First, the stability of the system is assessed prior to the mass testing experiments. During the testing process, all devices in the system are kept in fixed positions with constant parameters. The period is 20 min, during which a set is collected every 10 s. The plotted results of peak searching of the resonator’s frequency spectrum over time are shown in Fig. 8. It can be observed from the figure that the frequency spectrum of the resonator remains generally constant over 20 min, indicating that the environment within the vacuum chamber is stable. The fluctuation range of the resonator’s resonant frequency is approximately 0.03 kHz, displaying random fluctuations. These fluctuations may be related to the resolution bandwidth of the spectrum analyzer and the testing frequency, confirming that the system’s stability is good. After the mass sensing test is completed, the system’s stability is re-evaluated in the same way. During the 20 min period, the resonant frequency drifted approximately 0.25 kHz. This behavior may be attributed to the optical heating accumulation effect, or preheating. The frequency measurement error could be characterized using Allan deviation, defined as [13] $${\sigma }_A=\frac{1}{f}\sqrt{\frac{1}{2(N-1)}\sum _{j=2}^N{(f_j-f_{j-1})}^2},$$(5)where $f_j$ is the resonant frequency extracted at the measurement in Fig. 8. The Allan deviation is calculated as $2.97\times {10}^{-5}$. Thus, a mass resolution $\delta m$ of $1.90\times {10}^{-14}\mathrm{g}$ is obtained by using the equation $\delta m=\frac{\delta f}{\text{sensitivity}}=\frac{{\sigma }_A\times f_0}{\text{sensitivity}}$, where the sensitivity is the first order mode in kHz/pg and $\delta f$ corresponding to the above equation here is the intrinsic inaccuracy in the resonant frequency determination [10].

In conclusion, we demonstrate that mass sensing based on resonant frequency tracking of vibration modes with optical excitation is a suitable approach for precise mass detection. In contrast with traditional mass sensors, our device exhibits a resolution as small as $1.90\times {10}^{-14}\mathrm{g}$ and great stability in mass sensing for nanosized analytes, which opens the door to relevant biomedical applications.
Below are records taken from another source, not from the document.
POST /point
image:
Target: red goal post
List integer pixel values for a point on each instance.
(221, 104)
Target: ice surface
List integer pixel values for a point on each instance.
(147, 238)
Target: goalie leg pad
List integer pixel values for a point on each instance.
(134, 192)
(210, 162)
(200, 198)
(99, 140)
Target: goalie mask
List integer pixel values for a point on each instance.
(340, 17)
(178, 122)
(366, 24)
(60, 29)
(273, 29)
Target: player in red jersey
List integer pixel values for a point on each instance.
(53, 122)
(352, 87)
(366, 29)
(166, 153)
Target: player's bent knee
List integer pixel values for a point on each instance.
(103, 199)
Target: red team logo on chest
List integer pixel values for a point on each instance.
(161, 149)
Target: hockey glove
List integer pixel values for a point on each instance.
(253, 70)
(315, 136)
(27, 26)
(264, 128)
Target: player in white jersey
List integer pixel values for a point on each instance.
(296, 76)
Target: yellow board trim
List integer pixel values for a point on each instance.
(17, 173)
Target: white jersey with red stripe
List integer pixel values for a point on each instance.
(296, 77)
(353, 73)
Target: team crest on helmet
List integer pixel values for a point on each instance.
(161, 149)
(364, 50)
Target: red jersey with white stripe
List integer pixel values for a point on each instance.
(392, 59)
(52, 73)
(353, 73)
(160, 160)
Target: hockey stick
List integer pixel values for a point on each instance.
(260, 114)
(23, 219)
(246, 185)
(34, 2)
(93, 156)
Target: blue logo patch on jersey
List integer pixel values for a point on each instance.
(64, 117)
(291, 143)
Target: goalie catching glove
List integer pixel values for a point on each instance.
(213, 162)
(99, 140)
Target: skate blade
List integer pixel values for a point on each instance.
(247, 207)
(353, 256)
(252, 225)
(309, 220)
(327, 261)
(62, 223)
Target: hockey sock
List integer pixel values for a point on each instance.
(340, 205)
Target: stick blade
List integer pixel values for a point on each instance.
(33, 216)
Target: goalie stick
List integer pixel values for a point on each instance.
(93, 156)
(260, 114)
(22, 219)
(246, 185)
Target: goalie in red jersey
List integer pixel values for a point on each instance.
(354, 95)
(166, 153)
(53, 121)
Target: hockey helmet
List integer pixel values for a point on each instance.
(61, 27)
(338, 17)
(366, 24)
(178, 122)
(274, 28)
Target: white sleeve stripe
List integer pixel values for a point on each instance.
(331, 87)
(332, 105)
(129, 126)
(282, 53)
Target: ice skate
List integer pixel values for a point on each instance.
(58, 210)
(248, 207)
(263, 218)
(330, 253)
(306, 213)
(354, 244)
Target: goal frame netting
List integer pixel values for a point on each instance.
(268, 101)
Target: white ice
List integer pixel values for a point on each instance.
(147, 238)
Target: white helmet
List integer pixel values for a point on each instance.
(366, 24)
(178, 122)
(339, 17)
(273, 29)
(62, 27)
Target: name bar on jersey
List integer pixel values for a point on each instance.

Utilizing the principle of cavity optomechanics, the added mass response sensitivity of this optomechanical resonator is determined to be 0.920 kHz/pg and 2.010 kHz/pg for the first and second order modes, respectively, with the added mass range up to 372 pg at room temperature. This result confirms that a higher-order mode of the resonator provides better mass sensitivity in the same sensing range with the same general trends. Therefore, enhancing mass sensitivity could potentially be achieved by observing higher-order modes. Finally, this all-optical sensitive mass sensor based on fiber can also be highly integrated for its small size, leading to a wider applied range of disciplines, spanning from biomechanical sensing to fundamental physics.